2. Social Media Chatter Also Doesn’t Mean You’re Being Recruited
If you’re a recruit trying to raise your recruiting profile, social media can be a great tool. For coaches, social media serves as a fast, easy platform to share the details, goals, wins, and mission of his or her program. But there’s also a lot of hype and misinformation that can also incorrectly convince a high school athlete that a given school is interested. Don’t listen to it or believe it. Just as with letters from coaches, regardless of what you might see from coaches or others, you’re not being actively recruited until a coach takes the time to personally give you a call, invites you for a visit, or makes you a formal offer to join his or her team.
3. It’s Up To You To Get On A Coach’s Recruiting Radar
According to one estimate, there are almost 8 million high school athletes in the United States. By comparison, there are only 1,349 schools in all divisions of the NCAA and the NAIA. Add it all up and it’s likely no coach can keep up with every recruit that is interested in his or her program. And that means it’s your job to get a coach interested in you and turn that interest into actual recruitment.
To do that, start by making a realistic list of schools where you might find the best fit. Then reach out to the coaches at those schools with a letter expressing why you’re interested in their school and their program and make sure it includes links to your online recruiting profile and your highlight reel. Be persistent and know that it may take more than one email or call for a coach to respond. Then, familiarize yourself with the recruitment rules and timelines for your sport and make sure you’re registered with the NCAA Eligibility Center to ensure you’re certified to play at the collegiate level.

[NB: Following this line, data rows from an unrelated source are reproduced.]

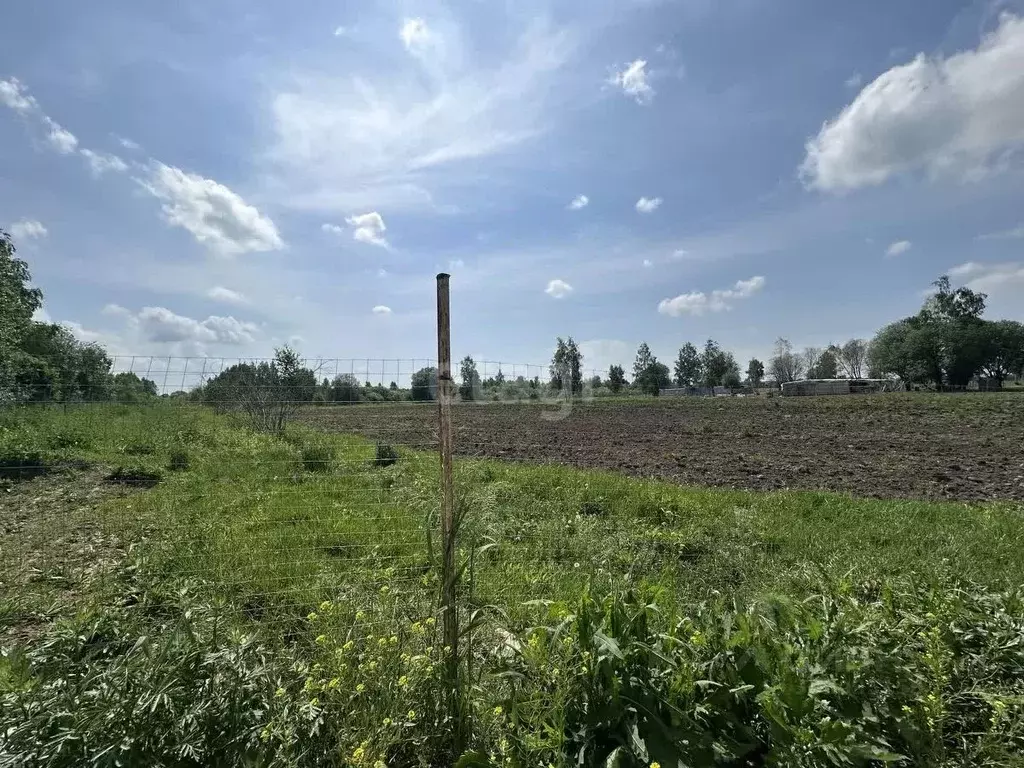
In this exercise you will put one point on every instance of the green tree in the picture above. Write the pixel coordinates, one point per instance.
(470, 388)
(424, 384)
(688, 368)
(716, 364)
(755, 372)
(616, 378)
(784, 365)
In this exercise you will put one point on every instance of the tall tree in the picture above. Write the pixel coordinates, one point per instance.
(574, 358)
(852, 357)
(755, 373)
(687, 369)
(784, 365)
(470, 387)
(616, 378)
(642, 361)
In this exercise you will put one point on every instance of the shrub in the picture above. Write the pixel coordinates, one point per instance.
(178, 461)
(317, 457)
(384, 455)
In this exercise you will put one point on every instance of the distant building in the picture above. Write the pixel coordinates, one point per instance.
(810, 387)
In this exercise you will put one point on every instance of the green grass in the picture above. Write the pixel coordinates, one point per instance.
(303, 544)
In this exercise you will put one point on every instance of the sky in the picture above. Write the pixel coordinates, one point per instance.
(197, 178)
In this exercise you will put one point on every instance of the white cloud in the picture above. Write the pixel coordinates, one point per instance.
(82, 334)
(898, 248)
(368, 139)
(215, 215)
(28, 229)
(697, 302)
(558, 289)
(368, 227)
(648, 205)
(128, 143)
(219, 293)
(633, 81)
(161, 325)
(15, 96)
(100, 163)
(414, 34)
(1016, 233)
(61, 139)
(958, 115)
(1003, 282)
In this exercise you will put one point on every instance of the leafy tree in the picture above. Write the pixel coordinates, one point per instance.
(715, 364)
(425, 384)
(825, 366)
(470, 387)
(784, 365)
(649, 375)
(345, 388)
(755, 372)
(616, 378)
(643, 361)
(688, 368)
(852, 357)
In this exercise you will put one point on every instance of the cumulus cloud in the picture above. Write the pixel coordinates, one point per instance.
(60, 138)
(414, 34)
(648, 205)
(698, 302)
(100, 163)
(215, 215)
(161, 325)
(28, 229)
(367, 138)
(368, 227)
(898, 248)
(14, 95)
(558, 289)
(958, 115)
(219, 293)
(633, 81)
(1004, 282)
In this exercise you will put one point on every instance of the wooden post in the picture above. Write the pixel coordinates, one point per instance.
(449, 551)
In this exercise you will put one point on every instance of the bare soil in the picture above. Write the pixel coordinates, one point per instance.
(949, 446)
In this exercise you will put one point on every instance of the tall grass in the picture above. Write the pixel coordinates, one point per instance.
(302, 571)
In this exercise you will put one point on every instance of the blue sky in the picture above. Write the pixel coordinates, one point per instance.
(217, 178)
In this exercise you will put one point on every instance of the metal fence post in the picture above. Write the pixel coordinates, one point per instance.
(449, 551)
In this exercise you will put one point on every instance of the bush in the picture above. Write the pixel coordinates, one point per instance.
(317, 457)
(385, 455)
(855, 675)
(178, 461)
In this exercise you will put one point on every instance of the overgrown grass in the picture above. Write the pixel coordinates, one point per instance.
(308, 570)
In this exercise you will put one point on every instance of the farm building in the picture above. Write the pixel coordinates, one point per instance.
(806, 387)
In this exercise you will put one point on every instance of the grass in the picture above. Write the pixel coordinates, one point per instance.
(295, 560)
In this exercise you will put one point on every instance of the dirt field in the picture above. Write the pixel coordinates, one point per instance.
(963, 446)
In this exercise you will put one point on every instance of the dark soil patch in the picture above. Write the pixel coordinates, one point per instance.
(949, 446)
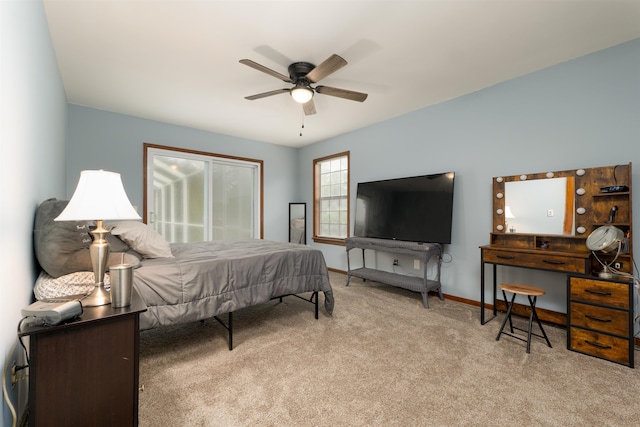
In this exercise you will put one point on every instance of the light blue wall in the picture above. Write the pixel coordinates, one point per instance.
(582, 113)
(114, 142)
(33, 123)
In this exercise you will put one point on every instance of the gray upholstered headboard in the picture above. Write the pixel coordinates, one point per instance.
(62, 247)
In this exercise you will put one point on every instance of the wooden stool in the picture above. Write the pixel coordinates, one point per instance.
(532, 293)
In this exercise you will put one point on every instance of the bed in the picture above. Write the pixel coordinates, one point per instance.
(179, 282)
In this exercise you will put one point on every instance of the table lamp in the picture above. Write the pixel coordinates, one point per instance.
(99, 196)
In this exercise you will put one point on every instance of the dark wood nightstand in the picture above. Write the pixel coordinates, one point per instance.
(85, 371)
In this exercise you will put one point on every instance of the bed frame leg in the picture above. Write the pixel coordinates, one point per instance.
(315, 298)
(229, 327)
(230, 330)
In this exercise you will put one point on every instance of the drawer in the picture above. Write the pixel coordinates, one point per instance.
(600, 345)
(535, 260)
(600, 318)
(599, 292)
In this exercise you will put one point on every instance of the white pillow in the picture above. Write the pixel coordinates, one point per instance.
(142, 239)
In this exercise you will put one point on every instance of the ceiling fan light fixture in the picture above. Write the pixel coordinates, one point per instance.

4. Not Every Scholarship Is A Full Ride
While many recruits think ”athletic scholarship” equates to “full ride,” the fact of the matter is only Division I football and basketball offer full-ride scholarships for men, and basketball, tennis, gymnastics, and volleyball offer full scholarships for women. For just about any other sport in DI, DII, or the NAIA, a partial athletic scholarship is most often the norm. Further, while they do offer ample academic scholarships, remember that schools in NCAA Division III do not offer any form of an athletic scholarship. Long story short, understand that full-ride scholarships are actually somewhat rare and, if you land a partial scholarship instead, you or your family will be responsible for paying the education costs the scholarship doesn’t.
5. Grades Matter Most
All of the athletic talent, ability, and desire in the world mean nothing if you don’t qualify academically under the NCAA’s standards for minimum GPA, core class completion, and minimum entrance exam scores. Remember that those are academic minimums just for NCAA eligibility. But you’ll still also need to meet a given school’s admission requirements, which may be higher. In other words, no eligibility and no admission means no scholarship of any kind. So start early to ensure you get in all your core classes and put in the work to keep up your GPA and post solid scores on standardized entrance exams. Finally, remember that while everything you’ve read here has been oriented around being recruited for an athletic scholarship, the ultimate goal of that scholarship is to help pay for your college education and help you prepare for the rest of your life!